安倍晋三前首相の後援会が主催した「桜を見る会」前日の夕食会をめぐり、東京地検特捜部が安倍氏本人の任意の事情聴取を安倍氏側に求めたと、時事通信など複数のメディアが報じている。
何が問題になっているのか?これまでの経緯を振り返る。
「桜を見る会」とは?
「桜を見る会」とは、国の予算を使って首相が主催する花見行事。例年4月に開催される。「各界で功績や功労のあった人を招待し、慰労する」のが目的で、国会議員や各国の駐日大使のほか、タレントやスポーツ選手などが招かれていた。
今回問題になっている「桜を見る会」の前夜祭は、2013年から「安倍晋三後援会」が主催し、東京都内のホテルで開いていた。

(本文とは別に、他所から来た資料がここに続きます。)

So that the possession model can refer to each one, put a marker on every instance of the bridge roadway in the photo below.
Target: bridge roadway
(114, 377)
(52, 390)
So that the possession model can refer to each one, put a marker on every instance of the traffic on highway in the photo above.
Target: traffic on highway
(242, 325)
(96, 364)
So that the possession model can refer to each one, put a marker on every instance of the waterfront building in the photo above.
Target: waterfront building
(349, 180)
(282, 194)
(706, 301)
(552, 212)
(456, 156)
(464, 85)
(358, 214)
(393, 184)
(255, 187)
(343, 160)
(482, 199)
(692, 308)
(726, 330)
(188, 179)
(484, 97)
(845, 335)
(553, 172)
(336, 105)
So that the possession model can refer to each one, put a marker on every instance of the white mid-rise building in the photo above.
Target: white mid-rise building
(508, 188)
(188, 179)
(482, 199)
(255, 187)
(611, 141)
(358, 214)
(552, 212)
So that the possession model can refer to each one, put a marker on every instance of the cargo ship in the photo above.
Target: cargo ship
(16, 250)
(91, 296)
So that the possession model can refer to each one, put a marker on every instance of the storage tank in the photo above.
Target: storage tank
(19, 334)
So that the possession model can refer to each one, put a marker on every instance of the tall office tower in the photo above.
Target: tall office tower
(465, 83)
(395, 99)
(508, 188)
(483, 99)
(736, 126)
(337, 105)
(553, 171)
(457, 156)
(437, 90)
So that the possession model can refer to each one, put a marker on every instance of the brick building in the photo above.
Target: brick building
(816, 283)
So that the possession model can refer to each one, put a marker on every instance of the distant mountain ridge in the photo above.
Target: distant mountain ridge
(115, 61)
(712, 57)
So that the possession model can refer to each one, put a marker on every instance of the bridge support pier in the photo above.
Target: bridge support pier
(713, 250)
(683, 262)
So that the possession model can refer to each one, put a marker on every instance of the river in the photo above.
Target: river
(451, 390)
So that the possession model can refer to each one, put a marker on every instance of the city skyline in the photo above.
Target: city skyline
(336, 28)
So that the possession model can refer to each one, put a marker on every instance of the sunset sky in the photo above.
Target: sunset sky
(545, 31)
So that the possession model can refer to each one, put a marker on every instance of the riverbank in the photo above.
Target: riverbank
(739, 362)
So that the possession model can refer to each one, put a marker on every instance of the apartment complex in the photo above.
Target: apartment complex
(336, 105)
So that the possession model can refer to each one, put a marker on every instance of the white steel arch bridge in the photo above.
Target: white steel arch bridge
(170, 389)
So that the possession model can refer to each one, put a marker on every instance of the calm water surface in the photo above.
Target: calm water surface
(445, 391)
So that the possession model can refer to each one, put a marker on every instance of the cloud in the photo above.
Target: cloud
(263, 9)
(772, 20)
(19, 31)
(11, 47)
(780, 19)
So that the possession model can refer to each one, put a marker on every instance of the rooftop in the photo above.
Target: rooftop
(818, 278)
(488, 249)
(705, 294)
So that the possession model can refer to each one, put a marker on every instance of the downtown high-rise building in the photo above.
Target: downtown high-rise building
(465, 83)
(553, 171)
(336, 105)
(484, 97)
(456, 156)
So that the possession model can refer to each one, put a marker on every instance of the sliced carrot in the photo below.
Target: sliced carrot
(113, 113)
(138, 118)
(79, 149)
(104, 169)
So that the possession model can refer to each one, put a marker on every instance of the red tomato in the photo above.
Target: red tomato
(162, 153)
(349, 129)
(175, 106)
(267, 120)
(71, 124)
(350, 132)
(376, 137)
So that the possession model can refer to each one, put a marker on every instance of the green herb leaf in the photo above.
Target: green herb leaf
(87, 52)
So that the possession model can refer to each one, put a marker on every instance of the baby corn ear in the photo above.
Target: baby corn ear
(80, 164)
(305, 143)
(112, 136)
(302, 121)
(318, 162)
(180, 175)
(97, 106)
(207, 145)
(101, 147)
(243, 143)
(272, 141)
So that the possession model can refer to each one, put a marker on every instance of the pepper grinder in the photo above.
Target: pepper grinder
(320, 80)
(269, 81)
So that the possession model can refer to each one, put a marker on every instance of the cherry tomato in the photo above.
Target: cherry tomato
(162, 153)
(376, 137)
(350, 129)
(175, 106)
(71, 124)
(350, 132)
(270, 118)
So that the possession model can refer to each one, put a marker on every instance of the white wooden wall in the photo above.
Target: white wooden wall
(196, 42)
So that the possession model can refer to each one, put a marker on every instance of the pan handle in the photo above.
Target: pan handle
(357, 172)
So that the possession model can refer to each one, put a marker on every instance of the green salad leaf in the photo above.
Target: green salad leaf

会費は1人当たり5000円。
不足分を補填、報告書に記載せず
毎日新聞によると、安倍氏側は2015年〜2019年の5年間で、総額約2300万円をホテル側に支払った。一方で、参加者から集まった会費は計約1400万円にとどまり、少なくとも800万円以上を安倍氏側が負担したとみられる。補填(ほてん)額の大半は、政治資金収支報告書に記載されていなかった。
毎日新聞によると11月24日、安倍氏周辺は一転して不足分の補填を認めた。また、ホテル側から安倍氏の資金管理団体「晋和会」宛てに領収書が渡されていたことも明らかになった。だが、領収書は見つかっておらず、廃棄された可能性が報じられている。
否定続けた前首相
前夜祭の費用の補填疑惑をめぐって、安倍氏はこれまで、国会などで「事務所が補填した事実は全くない」「収入、支出は一切なく、政治資金収支報告書への記載は必要ない」などと繰り返し否定していた。
NHKニュースは、安倍氏周辺の関係者が取材に対し、事務所の担当者が「収支報告書に会の収支を記載していなかったため、事実と異なる内容を安倍氏に答弁してもらうしかないと判断した」と説明している、と報じている。
時事通信によると、東京地検特捜部は、安倍氏の公設第1秘書が後援会の収支報告書に懇親会の収支を記載しなかったとして、政治資金規正法違反の疑いで捜査を進めているものとみられる。
これに関連し、東京地検特捜部は安倍氏からも不記載について説明を求める必要があると判断したとみられる。
一方、安倍氏は12月3日、東京地検特捜部が安倍氏本人の任意の事情聴取を要請したことについて、記者団に「聞いていない」と述べている。
「税金の私物化」と批判 ⇒ 2020年度は中止に
「桜を見る会」を巡っては、安倍氏の後援会関係者らが多数招かれていたことで「税金の私物化だ」などと批判が噴出。招待者の選考プロセスを問題視する声が相次ぎ、2020年度は中止となった。菅義偉首相は就任後初めての記者会見で、2021年以降の中止を表明した。
前夜祭をめぐる一連の問題に、与党内からも「(安倍氏が)自らの言葉で説明責任を果たすべきだ」などと指摘する声が上がっている。